A l'intérieur se trouve une collection impressionante par sa taille (près de 17 000 pièces) et la durée qu'elle recouvre (6 000 ans d'art asiatique), collection considérée comme la plus riche des Etats-Unis et l'une des plus importante dans le monde occidental. Cette collectionest organisée par aires géographiques-culturelles du monde asiatique: Asie du Sud, Monde persan et Asie de l'Ouest, Asie du Sud-Est, l'Himalaya et le monde bouddhiste tibétain, Chine, Corée, Japon.
J'ai pris un grand nombre de photos, visibles dans mes albums photo. Je n'en présente que quelques unes (les pièces que mon guide décrit comme particulièrement remarquables) :
-Trône-éléphant indien daté de 1870-1920 fait en bois peint à l'argent:
-Collection de kris (poignards malais à lame serpentine):
-Marionnettes indonésiennes (avec une pensée spéciale pour Marc et Monique):
-Tambour vietnamien ou indonésien datant d'entre -100 et 100:
-Statuettes tibétaines:
-Le jade dans la culture chinoise:
-Très rare "money tree" (arbre à monnaie), assemblage de pièces de monnaie d'une grande finesse placé dans les tombes (dynastie Han) pour assurer la richesse du défunt dans l'au-delà:
-Bouddha assis chinois avec sur un côté une incrisption le datant de 338 et en faisant la représentation de Bouddha fabriquée en Chine la plus ancienne (une des pièces les plus renommées du musée):
-Armure japonaise et son éventail de guerre :
Au rez-de-chaussée, exposition temporaire sur le Bhoutan mais photos interdites donc pas d'image. L'exposition comporte principalement des tissus peints et de vidéos de danses traditionnelles.
Un très beau musée qui méritera une seconde visite!
Go Bears!! (26 février 2009)
Afin de bien profiter de la vie à l'américaine, nous avons décidé d'aller voir un match de basket (sport américain par excellence, qui plus est dans le milieu universitaire). Avant-dernier match à domicile de la saison, jeudi 26 février voyait s'affronter UC Berkeley contre University of Southern California (Université de Californie du Sud, université privée tandis que Berkeley est publique). L'occasion de pratiquer le cri de guerre de Berkeley: Go Bears!! (Bear signifie ours, emblème de la Californie et de Berkeley par extension, celle-ci étant la première université de l'Etat et ayant par ailleurs comme surnom "Cal").

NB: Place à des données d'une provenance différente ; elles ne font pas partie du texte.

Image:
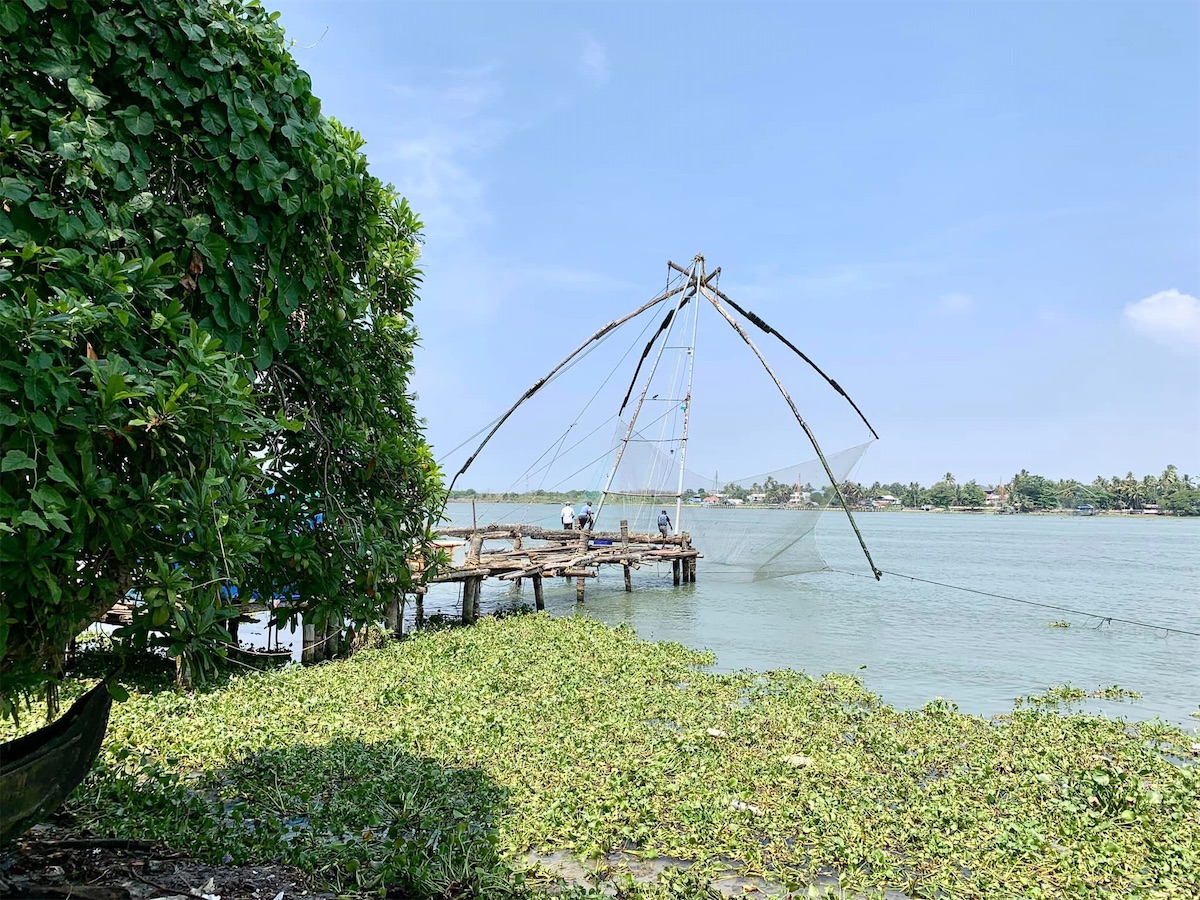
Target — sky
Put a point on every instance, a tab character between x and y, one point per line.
982	219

La salle était presque pleine et surtout remplie en majorité de non-étudiants: beaucoup de familles, d'amis trente-, quadra- et cinquagénaires. Peu de supporters de l'équipe adverse mais le fait de jouer en milieu de semaine y fait probablement beaucoup. Nous étions plutot pas mal placé: pas de trop haut, nous avons bien vu le match.

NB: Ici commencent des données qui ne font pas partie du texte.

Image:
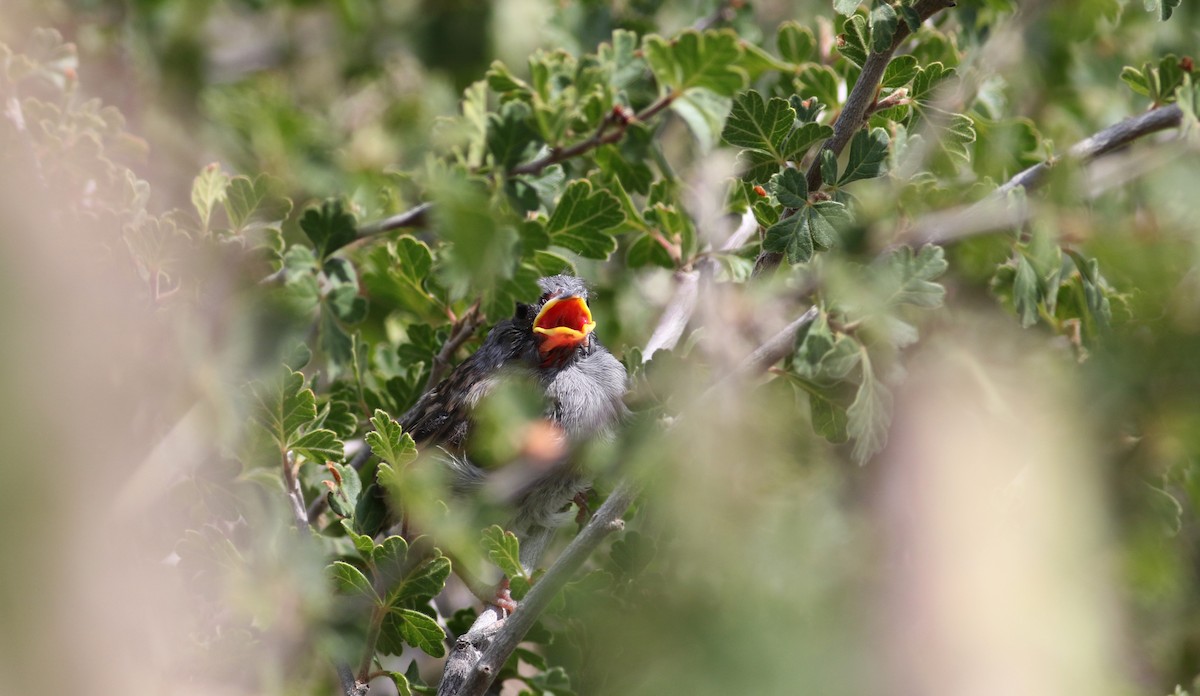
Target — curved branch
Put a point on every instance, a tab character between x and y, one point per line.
996	213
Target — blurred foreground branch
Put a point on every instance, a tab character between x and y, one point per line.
996	211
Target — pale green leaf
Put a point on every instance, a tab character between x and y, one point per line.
349	580
582	220
504	550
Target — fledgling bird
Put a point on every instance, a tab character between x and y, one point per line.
552	342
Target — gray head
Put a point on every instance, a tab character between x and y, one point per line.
562	286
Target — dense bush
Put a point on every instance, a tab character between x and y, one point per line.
907	294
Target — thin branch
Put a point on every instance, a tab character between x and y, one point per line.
862	96
859	103
295	496
612	129
996	213
418	216
1107	141
460	333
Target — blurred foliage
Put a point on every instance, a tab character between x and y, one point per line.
235	160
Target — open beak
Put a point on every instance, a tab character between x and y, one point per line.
563	322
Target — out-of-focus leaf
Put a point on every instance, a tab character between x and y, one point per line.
853	40
328	227
349	580
504	550
870	415
389	442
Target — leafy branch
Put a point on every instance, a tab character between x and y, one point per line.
611	130
863	95
996	211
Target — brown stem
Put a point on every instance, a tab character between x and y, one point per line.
604	136
460	333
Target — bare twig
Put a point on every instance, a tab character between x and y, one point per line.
479	654
862	95
612	129
460	333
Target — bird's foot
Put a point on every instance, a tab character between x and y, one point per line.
585	513
503	599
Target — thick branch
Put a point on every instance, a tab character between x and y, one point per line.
467	676
460	333
611	130
996	213
862	96
418	216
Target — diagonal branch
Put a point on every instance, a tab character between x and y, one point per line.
862	95
996	213
612	129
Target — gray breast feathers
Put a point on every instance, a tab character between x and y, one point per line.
587	395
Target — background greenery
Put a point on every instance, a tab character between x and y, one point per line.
976	468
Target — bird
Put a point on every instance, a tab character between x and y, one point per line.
552	343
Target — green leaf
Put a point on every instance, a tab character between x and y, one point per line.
1025	292
208	190
319	445
853	39
420	631
915	275
1163	9
869	415
363	544
349	580
705	112
829	418
693	59
401	683
790	187
510	133
582	219
796	43
283	406
900	71
1137	81
343	498
789	237
328	227
883	27
759	125
250	205
388	559
868	156
845	6
424	582
928	78
389	442
911	17
504	550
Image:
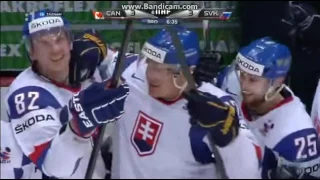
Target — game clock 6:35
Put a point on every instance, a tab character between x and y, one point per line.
172	21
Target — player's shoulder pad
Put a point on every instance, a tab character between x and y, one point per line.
29	98
302	145
221	76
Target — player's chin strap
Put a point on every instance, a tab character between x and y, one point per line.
182	87
272	91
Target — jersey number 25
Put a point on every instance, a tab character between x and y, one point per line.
307	144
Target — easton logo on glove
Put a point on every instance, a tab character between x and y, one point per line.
98	41
213	114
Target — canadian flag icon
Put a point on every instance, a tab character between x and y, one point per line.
98	15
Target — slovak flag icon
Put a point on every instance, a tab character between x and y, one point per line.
98	15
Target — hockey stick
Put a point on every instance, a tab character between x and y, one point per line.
205	25
119	67
192	86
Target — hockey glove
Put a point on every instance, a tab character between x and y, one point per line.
87	53
211	113
96	106
208	67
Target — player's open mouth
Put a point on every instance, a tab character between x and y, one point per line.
57	59
153	86
246	93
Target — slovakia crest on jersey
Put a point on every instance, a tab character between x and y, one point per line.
145	135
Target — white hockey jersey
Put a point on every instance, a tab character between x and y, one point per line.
315	111
14	165
228	81
38	118
154	139
287	132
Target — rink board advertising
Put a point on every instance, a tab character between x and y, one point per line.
224	35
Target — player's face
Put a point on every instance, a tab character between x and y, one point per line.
160	80
253	89
52	53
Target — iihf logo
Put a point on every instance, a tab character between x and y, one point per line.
160	12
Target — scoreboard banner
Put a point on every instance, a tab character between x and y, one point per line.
224	35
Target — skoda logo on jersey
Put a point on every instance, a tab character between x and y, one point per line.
145	134
153	53
45	23
249	66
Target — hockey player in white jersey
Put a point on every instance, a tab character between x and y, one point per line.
315	111
155	138
277	117
51	122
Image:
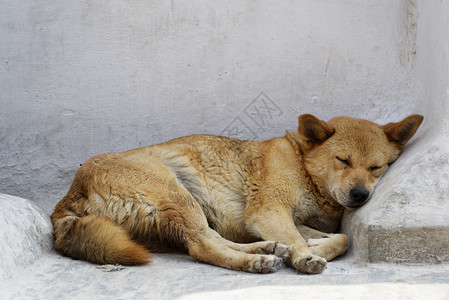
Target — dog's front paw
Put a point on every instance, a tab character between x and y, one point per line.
265	264
310	264
274	248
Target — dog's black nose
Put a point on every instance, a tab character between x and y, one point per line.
358	195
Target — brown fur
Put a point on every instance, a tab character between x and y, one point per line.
207	194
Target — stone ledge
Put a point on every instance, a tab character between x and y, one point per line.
25	233
407	221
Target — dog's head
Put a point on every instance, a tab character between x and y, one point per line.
346	157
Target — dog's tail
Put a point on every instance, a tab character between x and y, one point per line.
96	239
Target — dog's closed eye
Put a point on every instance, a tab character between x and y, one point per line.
344	161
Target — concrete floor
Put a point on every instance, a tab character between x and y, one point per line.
176	276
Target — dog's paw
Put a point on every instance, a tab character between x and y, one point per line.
265	264
274	248
310	264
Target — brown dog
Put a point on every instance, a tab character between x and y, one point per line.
206	194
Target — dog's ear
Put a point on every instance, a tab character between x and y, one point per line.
401	132
313	131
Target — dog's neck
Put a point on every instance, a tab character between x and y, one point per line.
323	198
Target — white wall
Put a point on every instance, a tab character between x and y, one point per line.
80	78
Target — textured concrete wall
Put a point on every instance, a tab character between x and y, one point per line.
80	78
407	220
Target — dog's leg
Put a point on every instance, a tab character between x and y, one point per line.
278	226
262	247
182	216
326	245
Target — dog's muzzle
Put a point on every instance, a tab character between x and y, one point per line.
358	196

Le match en lui-même a été très disputé: si Berkeley a mené jusqu'à 10 points en avance, les équipes ont fini à égalité au temps réglementaire. Un temps additionnel de 5mn a servi à les départager et Berkeley a gagné (Go Bears!) avec 1 point d'avance seulement! Le score serré a été l'occasion de beaucoup crier, huer l'adversaire et d'applaudir à tout rompre.
Et tous les à-côtés du sport à l'américaine étaient présents: fanfare jouant l'hymne de l'université; pom-pom girls très minces et très souples; chauffeurs de salle chargés de maintenir l'ambiance et la pression sur l'adversaire; ours mascotte de l'unviersité.
Une initative très sympa à l'entracte: deux équipes d'enfants trisomiques se sont "affrontés" sur le terrain en jouant plutôt bien et en étant très applaudi à chaque panier mis.
Après le football américain et le basket, reste le baseball et la trilogie américaine sera complète!